Over the same period, increases in the value of domestic exports were recorded for electrical machinery, apparatus and appliances, and electrical parts thereof (by $2.1 billion or 32%); and manufactures of metals (by $173 million or 16%).
The value of imports increased by 24% over a year earlier to $130.3 billion in January 1996.
Changes in the value of imports from 10 main suppliers are shown in Table 5.
Comparing January 1996 with January 1995, the value of imports from all main suppliers showed increases of various magnitudes: Italy (+69%), Malaysia (+57%), Germany (+44%), the United States (+35%), Taiwan (+33%), the United Kingdom (+28%), South Korea (+25%), Singapore (+20%), Japan (+19%) and China (+15%).
Comparing the three months ending January 1996 with the three months ending January 1995, the value of imports from all main suppliers showed increases of various magnitudes: Malaysia (+43%), Italy (+40%), the United States (+28%), Singapore (+17%), South Korea (+16%), Taiwan (+15%), Germany (+9.7%), China (+9.3%), the United Kingdom (+8.4%) and Japan (+7.6%).

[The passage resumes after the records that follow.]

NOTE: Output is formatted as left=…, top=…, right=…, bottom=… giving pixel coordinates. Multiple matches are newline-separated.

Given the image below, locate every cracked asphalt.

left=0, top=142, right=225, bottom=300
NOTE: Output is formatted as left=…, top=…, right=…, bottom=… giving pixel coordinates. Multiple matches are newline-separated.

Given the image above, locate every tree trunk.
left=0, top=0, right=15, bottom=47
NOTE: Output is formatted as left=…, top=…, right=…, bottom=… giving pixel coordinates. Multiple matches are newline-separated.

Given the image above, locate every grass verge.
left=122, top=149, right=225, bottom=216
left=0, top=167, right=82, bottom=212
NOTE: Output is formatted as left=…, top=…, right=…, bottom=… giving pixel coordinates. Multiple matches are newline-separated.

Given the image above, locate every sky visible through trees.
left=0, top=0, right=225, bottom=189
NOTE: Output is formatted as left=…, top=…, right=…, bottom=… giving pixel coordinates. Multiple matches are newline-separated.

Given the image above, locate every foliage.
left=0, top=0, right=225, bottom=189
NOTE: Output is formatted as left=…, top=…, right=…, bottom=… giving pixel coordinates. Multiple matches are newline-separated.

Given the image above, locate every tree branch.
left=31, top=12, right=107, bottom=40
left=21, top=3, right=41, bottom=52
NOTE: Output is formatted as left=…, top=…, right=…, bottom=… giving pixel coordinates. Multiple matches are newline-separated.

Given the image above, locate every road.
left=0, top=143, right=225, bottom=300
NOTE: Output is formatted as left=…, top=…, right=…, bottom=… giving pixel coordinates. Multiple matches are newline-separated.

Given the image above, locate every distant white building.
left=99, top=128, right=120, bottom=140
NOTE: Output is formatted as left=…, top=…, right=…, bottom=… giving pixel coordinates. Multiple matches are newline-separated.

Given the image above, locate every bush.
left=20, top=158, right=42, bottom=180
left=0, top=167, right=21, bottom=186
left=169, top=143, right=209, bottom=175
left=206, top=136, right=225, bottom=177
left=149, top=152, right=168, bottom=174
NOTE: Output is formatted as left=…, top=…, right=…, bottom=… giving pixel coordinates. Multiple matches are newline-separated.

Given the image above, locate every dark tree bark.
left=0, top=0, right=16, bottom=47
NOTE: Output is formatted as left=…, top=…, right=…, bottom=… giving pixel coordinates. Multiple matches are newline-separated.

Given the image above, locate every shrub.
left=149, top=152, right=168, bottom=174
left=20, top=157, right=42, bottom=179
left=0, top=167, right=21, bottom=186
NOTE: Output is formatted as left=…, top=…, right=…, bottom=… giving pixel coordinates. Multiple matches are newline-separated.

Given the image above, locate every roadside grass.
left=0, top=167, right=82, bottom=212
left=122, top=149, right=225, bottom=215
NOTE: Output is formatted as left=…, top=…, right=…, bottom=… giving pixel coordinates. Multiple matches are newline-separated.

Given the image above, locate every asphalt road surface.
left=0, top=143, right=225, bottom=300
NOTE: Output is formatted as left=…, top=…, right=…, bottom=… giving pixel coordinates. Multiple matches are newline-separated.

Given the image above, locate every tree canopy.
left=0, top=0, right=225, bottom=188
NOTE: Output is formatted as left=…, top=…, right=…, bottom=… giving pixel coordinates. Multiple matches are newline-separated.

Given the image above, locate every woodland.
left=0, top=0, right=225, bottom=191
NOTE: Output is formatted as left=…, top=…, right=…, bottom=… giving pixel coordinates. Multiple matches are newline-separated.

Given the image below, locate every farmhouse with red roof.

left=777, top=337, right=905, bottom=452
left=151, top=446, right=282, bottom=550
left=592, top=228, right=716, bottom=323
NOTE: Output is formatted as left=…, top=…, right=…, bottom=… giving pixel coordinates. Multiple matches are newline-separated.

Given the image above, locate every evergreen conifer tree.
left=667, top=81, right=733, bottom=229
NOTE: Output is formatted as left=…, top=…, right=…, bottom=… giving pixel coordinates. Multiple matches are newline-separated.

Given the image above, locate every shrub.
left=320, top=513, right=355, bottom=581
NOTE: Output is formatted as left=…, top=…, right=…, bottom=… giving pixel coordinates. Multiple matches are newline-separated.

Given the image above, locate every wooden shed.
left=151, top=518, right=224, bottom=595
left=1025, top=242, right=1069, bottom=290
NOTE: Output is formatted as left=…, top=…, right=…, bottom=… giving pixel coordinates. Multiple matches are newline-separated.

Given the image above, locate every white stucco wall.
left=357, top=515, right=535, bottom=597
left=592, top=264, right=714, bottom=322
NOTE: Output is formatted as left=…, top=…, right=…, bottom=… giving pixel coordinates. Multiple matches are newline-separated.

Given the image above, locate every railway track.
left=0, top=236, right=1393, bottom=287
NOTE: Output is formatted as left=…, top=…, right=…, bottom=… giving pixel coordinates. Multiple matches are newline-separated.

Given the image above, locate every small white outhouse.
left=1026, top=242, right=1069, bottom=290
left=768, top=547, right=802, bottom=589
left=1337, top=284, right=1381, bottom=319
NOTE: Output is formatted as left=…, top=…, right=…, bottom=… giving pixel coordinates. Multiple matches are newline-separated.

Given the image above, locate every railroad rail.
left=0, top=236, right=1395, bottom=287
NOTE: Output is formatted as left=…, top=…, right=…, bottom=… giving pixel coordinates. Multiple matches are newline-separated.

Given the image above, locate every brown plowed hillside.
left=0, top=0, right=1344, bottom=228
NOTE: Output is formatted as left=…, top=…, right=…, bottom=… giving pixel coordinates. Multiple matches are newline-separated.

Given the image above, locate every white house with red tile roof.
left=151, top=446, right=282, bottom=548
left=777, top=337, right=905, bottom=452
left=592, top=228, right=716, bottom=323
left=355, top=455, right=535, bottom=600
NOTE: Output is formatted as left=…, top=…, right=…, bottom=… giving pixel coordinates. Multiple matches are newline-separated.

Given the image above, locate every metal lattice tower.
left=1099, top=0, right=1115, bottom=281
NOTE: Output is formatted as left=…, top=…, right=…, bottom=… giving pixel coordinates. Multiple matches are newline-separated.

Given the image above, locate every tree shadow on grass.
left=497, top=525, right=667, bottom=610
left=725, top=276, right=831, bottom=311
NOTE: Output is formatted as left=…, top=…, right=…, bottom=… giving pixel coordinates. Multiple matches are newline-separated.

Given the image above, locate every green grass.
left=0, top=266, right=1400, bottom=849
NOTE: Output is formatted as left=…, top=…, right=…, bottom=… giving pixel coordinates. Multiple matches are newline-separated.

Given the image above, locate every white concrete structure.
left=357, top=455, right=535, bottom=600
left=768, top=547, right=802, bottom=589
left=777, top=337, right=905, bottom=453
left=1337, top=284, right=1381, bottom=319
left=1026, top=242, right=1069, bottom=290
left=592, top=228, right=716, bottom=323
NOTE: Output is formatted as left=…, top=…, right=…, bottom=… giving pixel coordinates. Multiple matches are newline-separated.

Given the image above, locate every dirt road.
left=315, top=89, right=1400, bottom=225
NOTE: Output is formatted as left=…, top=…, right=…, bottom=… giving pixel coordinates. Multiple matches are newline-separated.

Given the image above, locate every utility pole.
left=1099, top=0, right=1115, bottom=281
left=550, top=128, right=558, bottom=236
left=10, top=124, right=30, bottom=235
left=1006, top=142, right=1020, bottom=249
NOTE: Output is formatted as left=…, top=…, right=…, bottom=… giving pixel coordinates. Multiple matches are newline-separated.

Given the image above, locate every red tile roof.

Table 6 shows changes in the value of imports of 10 principal commodity
divisions.
Comparing the three months ending January 1996 with the three months ending January 1995, increases were recorded in the value of imports of most principal commodity divisions. More notable increases were registered for electrical machinery, apparatus and appliances, and electrical parts thereof (by $8 billion or 20%); office machines and automatic data processing machines (by $5.1 billion or 36%); telecommunications and sound recording and reproducing apparatus and equipment (by $3.7 billion or 11%); miscellaneous manufactured articles consisting mainly of baby carriages, toys, games and sporting goods (by $2.1 billion or 9.5%); general industrial machinery and equipment, and machine parts (by $1.9 billion or 23%); and textiles (by $1.8 billion or 6.1%).